Recently, I installed dalai on my Macbook Pro (late 2019, i7 processor and 16GB of RAM) and I also installed Alpaca-7B model. Now when I ask it to write a tweet, it writes a wikipedia article and it does the same pretty much every time 😂

First, should I fine-tune it?

Second, is there any "prompt magic" going on here?

P.S: using this one, I got much better results. What's the difference between the two?

Comments

You must log in or register to comment.

Haghiri75 OP t1_jcxt80d wrote on March 20, 2023 at 11:49 AM

I guess I found the reason. Dalai system does quantization on the models and it makes them incredibly fast, but the cost of this quantization is less coherency.

Jaffa6 t1_jd03par wrote on March 20, 2023 at 9:28 PM

That's odd.

Quantisation should make it go from (e.g.) 32 bit floats to 16bit floats, but I wouldn't expect it to lose that much coherency at all. Did they say somewhere that that's why?

Haghiri75 OP t1_jd32s29 wrote on March 21, 2023 at 2:18 PM

Apparently I was wrong, the problem is not only quantization. It is because it's not Stanford's Alpaca and another alpaca-like model. This was what I can surely say about that.

[deleted] t1_jd0wy1z wrote on March 21, 2023 at 12:53 AM

[deleted]

j-solorzano t1_jd16g7r wrote on March 21, 2023 at 2:03 AM

Try adjusting the temperature.

Haghiri75 OP t1_jd32z3b wrote on March 21, 2023 at 2:19 PM

Temperature is just a matter of randomness, getting it higher actually helps in generating more variations from the same prompt, but the coherency is still a problem.

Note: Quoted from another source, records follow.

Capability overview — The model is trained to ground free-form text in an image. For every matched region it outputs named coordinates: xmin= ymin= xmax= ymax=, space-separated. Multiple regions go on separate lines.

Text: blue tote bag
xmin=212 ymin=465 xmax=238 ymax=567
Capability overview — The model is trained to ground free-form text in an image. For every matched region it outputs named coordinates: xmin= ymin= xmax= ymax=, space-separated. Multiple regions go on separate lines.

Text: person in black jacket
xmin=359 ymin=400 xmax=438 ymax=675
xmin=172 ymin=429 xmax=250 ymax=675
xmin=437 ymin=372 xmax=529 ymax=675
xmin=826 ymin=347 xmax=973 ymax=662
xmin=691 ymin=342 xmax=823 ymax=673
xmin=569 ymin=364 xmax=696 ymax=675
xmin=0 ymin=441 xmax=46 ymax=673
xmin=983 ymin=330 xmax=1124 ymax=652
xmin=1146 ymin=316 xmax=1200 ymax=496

viperx7 t1_jd2idf8 wrote on March 21, 2023 at 11:25 AM

Use my repo it is exatly what you want

https://github.com/ViperX7/Alpaca-Turbo

Coneicus t1_jd2s150 wrote on March 21, 2023 at 12:56 PM

This should help https://twitter.com/cocktailpeanut/status/1635190013758676993?s=20

Board_Stock t1_jczmxht wrote on March 20, 2023 at 7:40 PM

Hello, I've been running the alpaca.cpp on my laptop, and have you figured out how to make it remember conversations yet? sorry if this is a beginner question

j-solorzano t1_jd16nfb wrote on March 21, 2023 at 2:04 AM

Language models don't remember conversations by themselves. You'd have to implement a memory and then add retrieved memories to the prompt.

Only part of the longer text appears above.